Ozee also employed surveyor Patrick Carter to find out whether Aledo-Bear Creek Road — south of Brookhollow — was public or private, responding to county resident Karen Zambrano.
At an earlier council session, Zambrano asked if the “driveway” she and others have maintained would be blocked during construction.
Carter said deeds and maps show Aledo-Bear Creek to be the remains of a county road — not privately owned — but Ozee said he would not create another entry there.
“I have no plans of blocking her drive or entering the subdivision using that road,” he said.
The developer did not increase narrow lot sizes, however, saying homeowners would prefer the neighborhood had a large open space instead.
Ozee, whose development required the annexation of about 13 acres, pointed to his “significant investments” expanding city water and sewer services, saying it would open another 200 acres up for development.
He said the 127-lot subdivision — with its small commercial section — would add $27 million to the ad valorem tax base at build out.
“We’re building the houses, and you will be proud of the finished product,” he said, referring to himself and Peter Paulsen and the Versailles, Bella Flora and Bella Ranch neighborhoods.
Water and sewer rates
As predicted during budget discussions, rate consultant Chris Ekrut, of J Stowe & Co, recommended no increase in the city’s water and sewer rates for fiscal year 2014.
Keeping the status quo is possible, Ekrut said, because of the city’s decision to set aside $150,000 from reserves and $400,000 in impact fees to meet debt service requirements.
Those requirements stipulate that total revenues — after first covering the cost of providing services — must be equal to 1.1 times the annual debt service payment.
Without adding the reserves and fees to the revenues from water/sewer customers, Ekrut said, the city’s customers would face a 5.5 percent increase this year.
“It’s nice to avoid increases by using the resources available to us,” councilman Kerby Smith said. “We need to continue to challenge ourselves to move down the list.”
According to figures collected by Ekrut, the average total monthly bill for a water/sewer customer using 5,000 gallons is $83.35 for Aledo, compared with $109.16 for Annetta; $103.41 for Willow Park; $91.45 for Hudson Oaks; $75.59 for Springtown; $72.11 for Azle; and $67.52 for Weatherford.
For an Aledo water/sewer customer using 10,000 gallons, the average monthly bill of $146.61 tops the list, with Azle at the bottom with an average monthly bill of $106.84.
The council has signed off on a design concept for “The Grounds,” a 2-acre area inside the Aledo Trail downtown couplet.
Rebecca Pittman, a landscape architect with Freese & Nichols, presented a 300-seat amphitheater which would double as a “skateable streetscape;” a 2,800-square-foot covered pavilion; restrooms with eight fixtures; public art; and a veteran’s memorial, to include flags and plaques.
The elements are placed into active and passive spaces bisected by a 20-foot easement.

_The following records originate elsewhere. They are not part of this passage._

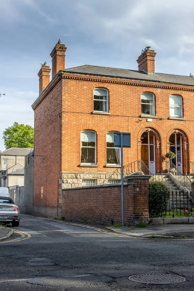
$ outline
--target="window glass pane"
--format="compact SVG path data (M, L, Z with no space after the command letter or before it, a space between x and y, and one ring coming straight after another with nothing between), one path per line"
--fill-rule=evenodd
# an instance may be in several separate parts
M104 101L94 100L94 110L96 111L105 111L104 109Z
M107 163L120 164L120 147L107 148L106 150Z
M107 147L113 147L114 132L107 132L106 134L106 146Z
M170 96L170 104L171 105L181 105L182 97L178 95Z
M149 143L151 144L154 144L154 133L153 131L149 131Z
M95 89L94 90L94 96L95 99L96 99L96 97L99 96L107 97L107 91L106 90L103 90L103 89Z
M2 170L7 170L8 168L8 159L2 159Z
M173 133L170 136L169 142L172 145L175 145L175 133Z
M180 135L177 134L177 145L180 145Z
M176 107L174 108L174 116L178 117L181 117L181 107Z
M147 131L145 131L141 137L142 144L148 143L148 133Z
M85 143L95 142L95 132L89 130L85 130L81 132L81 141Z
M121 182L120 180L108 180L108 184L119 184Z
M149 160L150 162L154 162L154 146L149 146Z
M151 115L151 106L152 105L142 104L142 113L143 114Z
M95 163L95 147L81 148L81 162L84 163Z
M142 93L141 96L143 103L145 103L146 100L151 100L152 103L153 103L154 100L154 96L153 94L151 94L150 93Z
M177 162L181 162L181 149L180 146L178 146L177 148Z
M93 180L84 179L82 180L82 185L83 187L95 186L96 185L97 185L97 180L96 179L94 179Z

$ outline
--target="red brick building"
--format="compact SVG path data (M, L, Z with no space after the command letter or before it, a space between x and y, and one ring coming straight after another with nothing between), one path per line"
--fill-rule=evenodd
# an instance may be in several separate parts
M117 178L120 148L113 132L130 132L124 164L142 160L152 174L166 170L164 156L182 173L194 162L194 78L155 72L156 53L146 47L138 70L83 65L65 69L60 41L51 69L41 68L34 111L33 205L60 215L61 189ZM42 158L41 158L42 157ZM111 182L111 181L109 181Z

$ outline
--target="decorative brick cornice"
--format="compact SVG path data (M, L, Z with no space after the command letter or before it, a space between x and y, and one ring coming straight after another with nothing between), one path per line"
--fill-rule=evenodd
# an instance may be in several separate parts
M159 84L158 81L155 82L153 81L149 80L139 80L139 81L127 81L126 79L121 79L119 78L115 78L115 79L111 79L110 77L100 77L87 76L86 75L82 76L79 74L69 74L68 73L65 73L62 74L63 79L79 81L87 81L90 82L97 82L98 83L107 83L108 84L118 84L119 85L127 85L130 86L137 86L140 87L145 87L147 88L154 88L159 89L167 89L169 90L175 90L178 91L186 91L194 92L194 87L191 88L191 86L186 85L172 85L166 83L166 85Z

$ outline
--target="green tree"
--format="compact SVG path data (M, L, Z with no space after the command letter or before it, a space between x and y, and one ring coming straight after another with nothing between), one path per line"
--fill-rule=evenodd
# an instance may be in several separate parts
M15 122L12 126L5 129L3 132L5 148L33 147L33 128L30 125Z

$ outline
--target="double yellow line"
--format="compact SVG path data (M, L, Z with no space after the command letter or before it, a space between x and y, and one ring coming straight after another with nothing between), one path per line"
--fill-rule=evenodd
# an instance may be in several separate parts
M20 242L21 241L24 241L25 240L28 240L31 237L30 234L28 233L27 232L25 232L24 231L20 231L20 230L15 230L14 229L14 231L19 234L21 235L21 237L20 238L17 238L16 239L14 239L11 240L8 240L11 237L9 238L7 238L7 239L5 239L3 241L0 241L0 243L6 243L9 242Z

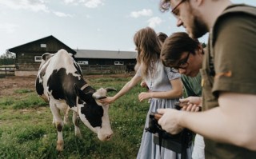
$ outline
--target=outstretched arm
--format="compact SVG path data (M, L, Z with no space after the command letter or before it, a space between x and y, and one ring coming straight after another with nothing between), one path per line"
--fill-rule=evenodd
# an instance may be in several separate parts
M170 81L172 89L166 92L142 92L138 94L140 101L149 99L150 97L171 99L178 98L182 96L182 82L181 78L177 78Z
M256 95L222 93L218 103L202 113L161 109L158 123L171 133L186 127L214 141L256 150Z
M129 90L130 90L132 88L134 88L140 81L142 80L142 78L139 76L137 76L136 74L128 81L122 89L121 90L116 93L114 97L107 97L105 99L102 99L100 102L102 102L104 105L110 104L114 102L115 100L118 99L122 96L123 96L125 93L126 93Z

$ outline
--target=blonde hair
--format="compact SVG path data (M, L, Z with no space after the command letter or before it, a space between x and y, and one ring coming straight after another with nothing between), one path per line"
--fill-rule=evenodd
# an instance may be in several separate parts
M134 70L140 67L142 78L148 75L148 70L153 73L154 64L160 58L161 44L155 31L150 27L138 30L134 37L138 57ZM152 63L151 63L152 62Z

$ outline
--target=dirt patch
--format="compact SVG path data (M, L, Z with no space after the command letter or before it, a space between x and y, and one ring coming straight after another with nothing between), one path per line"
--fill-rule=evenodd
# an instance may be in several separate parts
M128 78L133 76L133 74L93 74L84 75L87 80L97 78ZM35 91L36 76L18 77L10 76L0 78L0 97L10 96L14 93L16 89L26 89Z

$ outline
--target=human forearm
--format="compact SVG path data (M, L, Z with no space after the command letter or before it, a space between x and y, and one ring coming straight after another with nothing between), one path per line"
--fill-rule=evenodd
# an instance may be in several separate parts
M250 97L249 97L250 98ZM242 101L249 101L242 105ZM234 94L222 96L220 107L202 113L180 112L178 125L221 142L256 150L255 100Z
M162 99L179 98L182 97L182 89L172 89L166 92L150 92L151 97Z

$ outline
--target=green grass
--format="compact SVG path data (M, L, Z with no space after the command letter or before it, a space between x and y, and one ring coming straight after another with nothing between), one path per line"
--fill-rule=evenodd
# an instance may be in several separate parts
M91 79L90 83L96 89L114 87L118 91L130 79L102 78ZM14 97L0 99L0 158L136 158L149 108L146 101L138 100L142 91L145 89L137 85L110 105L114 135L109 141L100 141L82 122L82 138L76 137L70 113L70 124L63 130L64 151L59 153L56 150L57 130L47 103L34 90L15 90Z

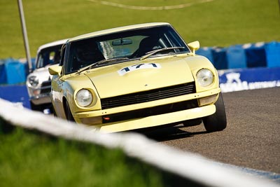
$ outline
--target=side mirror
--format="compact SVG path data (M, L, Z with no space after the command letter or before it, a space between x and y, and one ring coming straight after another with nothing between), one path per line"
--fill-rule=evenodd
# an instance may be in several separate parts
M200 47L200 42L198 41L190 42L188 43L188 46L192 50L194 55L195 55L195 50L198 50Z
M52 76L60 76L61 72L62 71L62 67L58 66L57 64L49 67L48 72Z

The design limits parking spaces to 19, but officials discussed eliminating an oak tree to increase the number by three or four spaces.
The elements will be phased, with the passive space south of the easement first, including the pavilion, memorial and concrete stairway. They will be followed by the restrooms and parking lot, with the amphitheater/skatepark last.
“I’m a pretty creative guy, and I could not have come up with a better plan,” councilman Matt Casey enthused. “I think this is pretty much our park.”
City Administrator Ken Pfeifer said the next step will be determining how to fund the improvements.